Lucy was the smartest dog I ever saw in the pit. She rode Tuna around, denied her the killing grip. Lucy turned the overweight bitch into a leg-biter. But Lucy couldn't get her own holds to stick. Tuna muscled out of them each time. Thirty minutes into the fight Tuna worked herself out of Lucy's grasp and sank her jaws into Lucy's neck. She shook Lucy, trying for a tighter grip, and Lucy slid under her, got her claws into Tuna's belly and twisted herself free. As the dogs repositioned themselves, bloody, winded, I told Jesse to pick Lucy up. The fight was over, I told him.
“Are you fucking kidding me?” Jesse asked. “No way.”
I could have picked her up then. I should have. But I didn't.
It took her another half hour and maybe her life, but Lucy finally broke the bigger dog. When Tuna went cur and we pulled Lucy off her, Lucy was still clawing to get at the beaten dog.
Tough little bitch. Proud little warrior.
It wasn't until later, while Jesse counted his money, that the adrenaline went away and Lucy collapsed.
If she pisses, she lives. So I need to get fluids into her system. I take out a plastic bag of saline. I stick it under my armpit to warm it up for a minute. I hook the IV up onto the metal stand.
I take Lucy's leg in my hand and roll my thumb around it until the vein is visible against the bone of the leg. I wipe Lucy down with an alcohol swab. I get the IV needle out. I go to put the needle in. I stop.
My hand is shaking. I stare at it for long seconds. I take a few deep breaths. The shaking subsides. I slide the needle in. I secure it with horse tape. I take the IV bag out of my armpit and hook it to the IV.
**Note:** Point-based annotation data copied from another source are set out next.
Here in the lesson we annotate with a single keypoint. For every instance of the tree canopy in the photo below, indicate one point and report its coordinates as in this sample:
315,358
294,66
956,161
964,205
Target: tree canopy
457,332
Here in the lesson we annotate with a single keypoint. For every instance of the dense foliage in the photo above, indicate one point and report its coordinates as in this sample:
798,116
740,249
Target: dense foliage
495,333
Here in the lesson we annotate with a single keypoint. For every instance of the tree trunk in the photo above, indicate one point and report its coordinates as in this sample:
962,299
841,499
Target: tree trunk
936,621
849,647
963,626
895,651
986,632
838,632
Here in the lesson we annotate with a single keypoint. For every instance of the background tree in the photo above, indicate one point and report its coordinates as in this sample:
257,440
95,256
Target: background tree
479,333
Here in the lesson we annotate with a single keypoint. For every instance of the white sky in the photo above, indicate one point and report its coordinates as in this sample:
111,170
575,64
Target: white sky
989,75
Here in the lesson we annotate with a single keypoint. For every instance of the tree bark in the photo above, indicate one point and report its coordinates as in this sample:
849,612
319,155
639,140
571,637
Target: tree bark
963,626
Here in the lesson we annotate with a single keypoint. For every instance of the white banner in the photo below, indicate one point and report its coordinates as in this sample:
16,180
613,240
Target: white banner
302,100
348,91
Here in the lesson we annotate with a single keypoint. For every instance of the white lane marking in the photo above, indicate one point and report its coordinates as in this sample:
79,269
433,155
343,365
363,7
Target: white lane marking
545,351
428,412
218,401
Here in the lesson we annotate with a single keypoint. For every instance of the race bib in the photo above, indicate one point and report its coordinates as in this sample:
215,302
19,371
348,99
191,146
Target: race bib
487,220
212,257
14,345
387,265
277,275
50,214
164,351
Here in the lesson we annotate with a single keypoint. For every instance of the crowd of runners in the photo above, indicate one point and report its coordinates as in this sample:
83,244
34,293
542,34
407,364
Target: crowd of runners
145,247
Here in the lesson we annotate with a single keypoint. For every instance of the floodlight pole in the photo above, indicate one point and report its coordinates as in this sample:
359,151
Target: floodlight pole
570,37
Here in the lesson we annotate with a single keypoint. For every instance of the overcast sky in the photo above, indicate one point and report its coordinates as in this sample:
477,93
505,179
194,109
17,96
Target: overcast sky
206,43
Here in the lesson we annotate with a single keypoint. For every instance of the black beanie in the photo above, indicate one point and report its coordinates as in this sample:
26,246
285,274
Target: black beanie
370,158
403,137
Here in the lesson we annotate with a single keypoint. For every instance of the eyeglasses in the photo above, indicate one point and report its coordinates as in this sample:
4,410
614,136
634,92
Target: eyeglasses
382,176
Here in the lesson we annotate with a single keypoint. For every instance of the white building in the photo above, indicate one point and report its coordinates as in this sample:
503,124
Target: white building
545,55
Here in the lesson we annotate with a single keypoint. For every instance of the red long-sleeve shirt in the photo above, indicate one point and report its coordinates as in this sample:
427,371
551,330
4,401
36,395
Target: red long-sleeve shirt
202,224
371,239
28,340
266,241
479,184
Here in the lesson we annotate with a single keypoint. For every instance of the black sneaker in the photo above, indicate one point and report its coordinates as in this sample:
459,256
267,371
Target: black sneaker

Next I give Lucy a shot of an anti-inflammatory drug, pre-measured for twenty milligrams per kilogram of bodyweight. Next, penicillin, one cc per twenty pounds of body weight. While the fluids go in her, I get back to treating her wounds. I trim the hanging skin to keep the flesh from going proud. I check her mouth to see if she has bitten through her lips. Her gums are the whitish pink of fresh veal. Better. Not good enough.
I close the wounds. Some bites just get a little powder. I get out the staple gun for the worst of them. They bind the wounds together with a great loud CLICK. Lucy does not wince or whine while the staples snap down on her flesh.
Tough little bitch. Proud little warrior.
I will not let her die. But there's nothing I can do now. I have to give the fluids a chance to work. She sleeps. I can't. I watch bad teevee, something with fat people sweating on treadmills. I switch channels. People screaming at each other, throwing glasses, throwing punches. I switch again. The news, nothing but lying politicians and pretty dead white girls.
A knock at the door. I check out the peephole. It's Jesse. I open the door. A miasma of whiskey-stink comes in with him. He looks at Lucy. He whistles a low note.
“She still living?”
“For now.”
“Do what you can, man,” he says. “She's hardcore. Me likey.”
“She'll be a hell of a dam,” I say. I'm talking too fast. I never was a salesman. “Let's breed her with that brindle stud that Lopez has . . .”
“Hell, no, not yet. Bitch has fights in her yet.”
“Jesse, she'll never come back all the way from this,” I say. “She's already going to be a legend. Four pounds under and the dead-game bitch won. Breed her.”
“She's going back in the pit,” he says. I chew a chunk out of the side of my mouth.
“That rapper dude who was there, the one who owns Cherry? He wants to match her,” Jesse says. “Shit, man, Cherry's a grand champion. She's legit.”
“Lucy's leg won't ever heal right. She can't win another fight.”
“Fuck it, then we lay money on her to lose. It's still getting paid.”
I don't say anything. My hands are shaking again. I don't want Jesse to see.